I put things off. I can take over the world later. First I have to waste 6 hours playing Sims Social. Watching reruns of shows I can recite word for word. It amazes me how anyone gets a damn thing accomplished with all the distractions we have now days. But, maybe it's just me.

I blinked and 2011 was gone. Time moves way too quickly, I have to find someway of either stopping it completely, like in that Twilight Zone, where the guy finds a stopwatch (was it a stopwatch?) which gives him the ability to freeze time. All I remember from the episode, is that he uses this trick to rob a bank, but then as he'd carrying out bags of cash, carelessly drops the stopwatch, breaking it, leaving is frozen in time, except him. Maybe that wouldn't be such a good idea after all. Perhaps, I could just discipline myself and use time more wisely for the next 364 days.

It won't be easy. It's going to take a complete personality overhaul. Which isn't a bad thing. Just seems impossible. I'm nearly 40. Is it too late for me to reinvent myself into someone spectacular? I'm an old dog. Apparently, you can't teach us new tricks. But, I'm ready and willing to learn if anyone has any advice or pointers.

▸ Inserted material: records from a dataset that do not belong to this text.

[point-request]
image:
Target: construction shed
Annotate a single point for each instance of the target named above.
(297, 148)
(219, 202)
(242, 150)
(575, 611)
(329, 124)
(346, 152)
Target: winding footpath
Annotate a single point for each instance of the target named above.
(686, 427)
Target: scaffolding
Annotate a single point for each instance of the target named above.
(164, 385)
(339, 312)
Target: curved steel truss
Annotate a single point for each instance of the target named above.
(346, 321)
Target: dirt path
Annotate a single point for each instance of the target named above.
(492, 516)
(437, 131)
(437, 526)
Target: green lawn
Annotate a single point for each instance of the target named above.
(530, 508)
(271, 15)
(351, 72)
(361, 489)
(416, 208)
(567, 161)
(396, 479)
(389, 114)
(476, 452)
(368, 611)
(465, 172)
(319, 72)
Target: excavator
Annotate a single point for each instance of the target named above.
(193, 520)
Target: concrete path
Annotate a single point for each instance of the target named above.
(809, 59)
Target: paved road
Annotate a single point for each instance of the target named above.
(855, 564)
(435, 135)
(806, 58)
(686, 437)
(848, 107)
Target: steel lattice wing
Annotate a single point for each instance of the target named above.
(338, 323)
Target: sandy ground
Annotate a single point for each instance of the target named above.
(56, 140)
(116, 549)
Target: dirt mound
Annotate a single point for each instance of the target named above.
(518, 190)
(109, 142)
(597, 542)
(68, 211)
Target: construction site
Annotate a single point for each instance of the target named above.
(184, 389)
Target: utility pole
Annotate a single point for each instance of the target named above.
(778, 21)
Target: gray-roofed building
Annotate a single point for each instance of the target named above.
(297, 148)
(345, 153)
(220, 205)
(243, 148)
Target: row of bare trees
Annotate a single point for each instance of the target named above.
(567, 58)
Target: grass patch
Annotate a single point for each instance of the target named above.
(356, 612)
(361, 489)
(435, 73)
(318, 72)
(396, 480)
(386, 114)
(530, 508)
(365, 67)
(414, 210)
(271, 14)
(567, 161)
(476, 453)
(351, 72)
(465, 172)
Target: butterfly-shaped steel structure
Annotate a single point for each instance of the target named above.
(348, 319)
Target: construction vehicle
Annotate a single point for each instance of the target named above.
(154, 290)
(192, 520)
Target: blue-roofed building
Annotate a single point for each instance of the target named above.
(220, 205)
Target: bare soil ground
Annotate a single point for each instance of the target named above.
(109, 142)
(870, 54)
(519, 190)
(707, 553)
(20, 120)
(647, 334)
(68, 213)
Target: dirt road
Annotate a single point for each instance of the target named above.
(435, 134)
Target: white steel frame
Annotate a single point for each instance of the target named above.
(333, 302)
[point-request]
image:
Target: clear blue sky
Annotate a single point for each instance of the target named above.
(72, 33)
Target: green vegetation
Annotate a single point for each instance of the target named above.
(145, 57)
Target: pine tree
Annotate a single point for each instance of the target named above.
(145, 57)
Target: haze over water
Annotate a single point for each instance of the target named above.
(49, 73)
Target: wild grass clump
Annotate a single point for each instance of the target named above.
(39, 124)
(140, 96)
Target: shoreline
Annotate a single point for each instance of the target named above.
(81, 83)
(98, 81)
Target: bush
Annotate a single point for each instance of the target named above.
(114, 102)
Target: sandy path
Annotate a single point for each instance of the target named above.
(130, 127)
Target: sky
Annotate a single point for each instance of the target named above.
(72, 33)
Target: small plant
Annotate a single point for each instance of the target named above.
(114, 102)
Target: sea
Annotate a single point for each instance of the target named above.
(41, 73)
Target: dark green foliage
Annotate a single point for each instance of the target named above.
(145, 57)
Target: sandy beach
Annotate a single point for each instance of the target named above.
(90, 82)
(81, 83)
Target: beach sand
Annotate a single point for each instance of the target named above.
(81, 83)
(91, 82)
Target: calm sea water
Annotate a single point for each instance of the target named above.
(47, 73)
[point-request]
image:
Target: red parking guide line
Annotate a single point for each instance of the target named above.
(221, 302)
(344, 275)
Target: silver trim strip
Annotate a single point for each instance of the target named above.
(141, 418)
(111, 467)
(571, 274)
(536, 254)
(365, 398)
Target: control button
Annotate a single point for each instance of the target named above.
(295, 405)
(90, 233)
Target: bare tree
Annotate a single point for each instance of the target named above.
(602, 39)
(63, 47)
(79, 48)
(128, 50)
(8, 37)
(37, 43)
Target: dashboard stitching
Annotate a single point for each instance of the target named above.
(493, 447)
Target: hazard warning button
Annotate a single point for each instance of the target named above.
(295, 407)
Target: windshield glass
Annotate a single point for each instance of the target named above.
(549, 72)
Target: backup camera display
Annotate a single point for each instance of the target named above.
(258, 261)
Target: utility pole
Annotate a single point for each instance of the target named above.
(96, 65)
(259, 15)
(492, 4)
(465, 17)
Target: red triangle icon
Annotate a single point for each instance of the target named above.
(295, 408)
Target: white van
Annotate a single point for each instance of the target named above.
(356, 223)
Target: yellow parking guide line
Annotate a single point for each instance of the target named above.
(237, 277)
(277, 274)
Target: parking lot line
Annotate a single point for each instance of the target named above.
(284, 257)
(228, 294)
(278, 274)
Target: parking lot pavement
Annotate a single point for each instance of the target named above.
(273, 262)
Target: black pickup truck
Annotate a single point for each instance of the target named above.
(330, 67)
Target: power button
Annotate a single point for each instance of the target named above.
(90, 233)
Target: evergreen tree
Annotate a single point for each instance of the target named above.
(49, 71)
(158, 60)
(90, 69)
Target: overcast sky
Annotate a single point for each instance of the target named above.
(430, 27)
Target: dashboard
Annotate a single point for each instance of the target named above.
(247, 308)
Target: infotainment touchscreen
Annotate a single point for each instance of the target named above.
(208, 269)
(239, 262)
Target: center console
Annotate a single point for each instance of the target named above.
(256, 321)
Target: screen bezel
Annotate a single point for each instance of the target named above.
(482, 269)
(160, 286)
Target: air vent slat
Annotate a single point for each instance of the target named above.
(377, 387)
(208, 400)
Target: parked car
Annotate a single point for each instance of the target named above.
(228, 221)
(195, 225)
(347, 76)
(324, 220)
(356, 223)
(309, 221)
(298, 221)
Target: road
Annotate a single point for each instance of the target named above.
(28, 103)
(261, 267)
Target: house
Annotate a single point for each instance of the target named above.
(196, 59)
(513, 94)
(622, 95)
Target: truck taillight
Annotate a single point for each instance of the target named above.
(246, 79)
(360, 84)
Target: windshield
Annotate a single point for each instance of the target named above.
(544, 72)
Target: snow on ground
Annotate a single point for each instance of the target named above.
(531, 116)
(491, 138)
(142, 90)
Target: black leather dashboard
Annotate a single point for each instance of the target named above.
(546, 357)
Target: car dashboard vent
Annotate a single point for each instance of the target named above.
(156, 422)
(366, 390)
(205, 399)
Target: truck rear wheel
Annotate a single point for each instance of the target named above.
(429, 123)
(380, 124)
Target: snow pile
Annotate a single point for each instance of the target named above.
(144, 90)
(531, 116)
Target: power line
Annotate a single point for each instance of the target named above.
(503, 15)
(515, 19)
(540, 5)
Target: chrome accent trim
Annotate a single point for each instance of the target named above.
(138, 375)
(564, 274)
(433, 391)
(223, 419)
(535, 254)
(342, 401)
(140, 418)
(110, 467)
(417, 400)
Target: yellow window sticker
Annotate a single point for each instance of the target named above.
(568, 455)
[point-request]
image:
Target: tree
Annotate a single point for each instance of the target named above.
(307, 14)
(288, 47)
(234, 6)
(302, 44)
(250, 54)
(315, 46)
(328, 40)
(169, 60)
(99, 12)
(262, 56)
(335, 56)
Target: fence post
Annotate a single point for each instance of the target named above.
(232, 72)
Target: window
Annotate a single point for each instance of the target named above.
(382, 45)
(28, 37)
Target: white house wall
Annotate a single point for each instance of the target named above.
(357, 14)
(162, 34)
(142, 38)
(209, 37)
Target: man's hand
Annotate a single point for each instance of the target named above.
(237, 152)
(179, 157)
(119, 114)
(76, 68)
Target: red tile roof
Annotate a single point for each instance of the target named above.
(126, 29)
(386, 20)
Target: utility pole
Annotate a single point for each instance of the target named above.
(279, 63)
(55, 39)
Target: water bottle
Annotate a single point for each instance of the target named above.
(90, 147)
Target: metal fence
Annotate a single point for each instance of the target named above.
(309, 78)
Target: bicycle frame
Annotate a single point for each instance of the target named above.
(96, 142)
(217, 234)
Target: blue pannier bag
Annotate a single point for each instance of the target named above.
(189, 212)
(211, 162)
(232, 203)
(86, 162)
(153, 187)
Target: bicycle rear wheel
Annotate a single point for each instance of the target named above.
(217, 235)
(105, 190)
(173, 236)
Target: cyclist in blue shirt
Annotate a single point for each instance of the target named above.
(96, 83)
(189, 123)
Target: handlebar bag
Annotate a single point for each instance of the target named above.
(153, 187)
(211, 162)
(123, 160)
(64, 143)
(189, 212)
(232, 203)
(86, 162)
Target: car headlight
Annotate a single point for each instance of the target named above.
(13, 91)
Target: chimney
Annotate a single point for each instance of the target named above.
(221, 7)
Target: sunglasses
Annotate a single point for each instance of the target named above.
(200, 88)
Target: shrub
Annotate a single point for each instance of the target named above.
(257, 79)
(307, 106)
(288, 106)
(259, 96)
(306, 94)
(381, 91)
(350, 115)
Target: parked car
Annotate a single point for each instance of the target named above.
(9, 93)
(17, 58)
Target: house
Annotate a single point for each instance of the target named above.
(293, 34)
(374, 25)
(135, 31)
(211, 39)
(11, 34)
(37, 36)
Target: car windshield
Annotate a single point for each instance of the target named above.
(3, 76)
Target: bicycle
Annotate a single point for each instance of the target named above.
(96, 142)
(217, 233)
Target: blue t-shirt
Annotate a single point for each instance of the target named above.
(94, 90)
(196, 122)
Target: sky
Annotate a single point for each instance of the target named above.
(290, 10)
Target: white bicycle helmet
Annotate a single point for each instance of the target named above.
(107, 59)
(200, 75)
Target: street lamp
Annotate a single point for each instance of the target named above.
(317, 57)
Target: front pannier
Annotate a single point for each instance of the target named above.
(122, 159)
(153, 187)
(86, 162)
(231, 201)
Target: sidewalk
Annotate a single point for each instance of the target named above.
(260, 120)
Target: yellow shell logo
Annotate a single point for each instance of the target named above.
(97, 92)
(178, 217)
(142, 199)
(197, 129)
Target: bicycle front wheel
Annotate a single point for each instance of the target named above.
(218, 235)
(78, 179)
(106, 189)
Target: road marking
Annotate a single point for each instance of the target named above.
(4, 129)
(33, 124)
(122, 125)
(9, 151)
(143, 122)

2012 has to be the year of reinvention. I'm going to get in shape this year. I'm going to get somewhere with my writing. I'm going to be nicer. Cry and moan less. Believe in myself. Figure it all out. Or at least get closer to the solution.

Which is why I'm starting this page. At least once a week, I'm going to write what's going on in my life. Thoughts. Plans. Actions. I've tried this before and it didn't work, but it's now or never. Besides, if you are to believe loads of people who swear they know what they're talking about, we are doomed and on the eve of destruction.

But whether or not the world is shattered to pieces by an earthquake or blown to oblivion by an asteroid, I'm not going without leaving my mark.

Years ago, I said I wasn't going to make New Year's Resolutions. A resolution is commitment you make with yourself to either begin some good habits or break some bad ones. Commitments are easily broken, especially if you make them with yourself, because you have only yourself to answer to, and as I said before, ''I am my own worst enemy'' and when I say I want to stop going to the gym, and start eating chocolate again, who am I to disagree with myself? Somewhere, I have to find self-control. Which is going to take me basically developing a split personality. One of a no mercy drill sergeant. I need to kick my own ass. Which is why I'm not going to make a ''resolution''. I'm changing it to a ''New Year's Revolution'' I'm engaging in a war with myself and I will be fighting battles on a daily basis. That takes something with a little more gusto than just a damn resolution. My entire life is paved with commitments and promises I've made to myself to be one way or another. Normally, they don't make it through the day before they're broken to pieces and sadly forgotten.